In the same fashion that AdWords advertisers can opt in or out of AdSense so too will audio ad subscribers be able to opt in across formats and markets (for example, radio and ad-sponsored DA). There are many subtleties to work through in this emerging market, and we’ll save this discussion for a later post.
The following chart is similar to one in our forecast. It shows the relative upside of audio ads based on geography contrast with the current ad-sponsored DA revenues per call. Please note that the radio prices were reduced to a per-impression basis for comparison sake.
Take a look at the trend line for the “Per Call Ad Sponsored DA Revenues” from the forecast through 2012. Compare the price of an average radio impression nationally (lower dotted line) and the price for a New York City radio impression (upper dotted line). You should keep in mind that the radio spot cost is illustrative and there is a lot of variation by station, cluster, format, market, day-part, time of year, DJ mentions, etc.
Based on current average ad-sponsored DA pricing, we believe there is solid revenue upside, especially in large metro markets. We believe more and more advertisers, even small businesses, will become accustomed to audio ads and this market will grow substantially. The pieces and sales forces are not yet all in place, but we see them coming together. Ad-sponsored DA is a good introduction to audio ads.
Soon, we’ll see companies like Jingle offer a lot more voice services like movies, directions, restaurant reviews, news, weather, etc. Microsoft’s Tellme already offers many of these. Google and others will expand their consumer offerings. Portal-backed ad networks will push audio ads across markets. (Then we’ll write more blogs that link back to this one.)
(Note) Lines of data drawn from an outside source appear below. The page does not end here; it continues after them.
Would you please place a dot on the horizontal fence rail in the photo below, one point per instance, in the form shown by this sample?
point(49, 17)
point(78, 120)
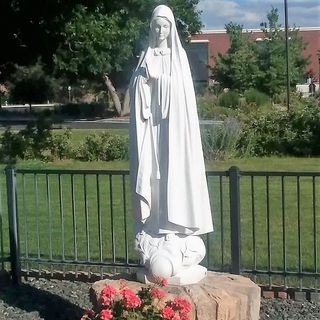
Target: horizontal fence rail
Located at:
point(266, 223)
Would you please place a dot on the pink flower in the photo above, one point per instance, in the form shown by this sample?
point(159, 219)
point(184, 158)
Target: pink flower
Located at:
point(157, 293)
point(107, 294)
point(106, 314)
point(122, 283)
point(162, 281)
point(167, 312)
point(184, 317)
point(130, 299)
point(88, 314)
point(109, 291)
point(105, 301)
point(183, 305)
Some of us have spent a considerable amount of time working with radio and want to offer a word of caution. Before you copy this graphic and rush down to your nearest Clear Channel radio cluster manager, demanding they sell your audio ad product, let us save you some time. They won’t. The cluster manager has a very important job. Pushing, cajoling and demanding the sales force sell out the inventory all day every day — that’s when they are in a good mood.
Regardless, the next few years will be anything but business as usual. In many markets we are on the verge of a “transformative” change.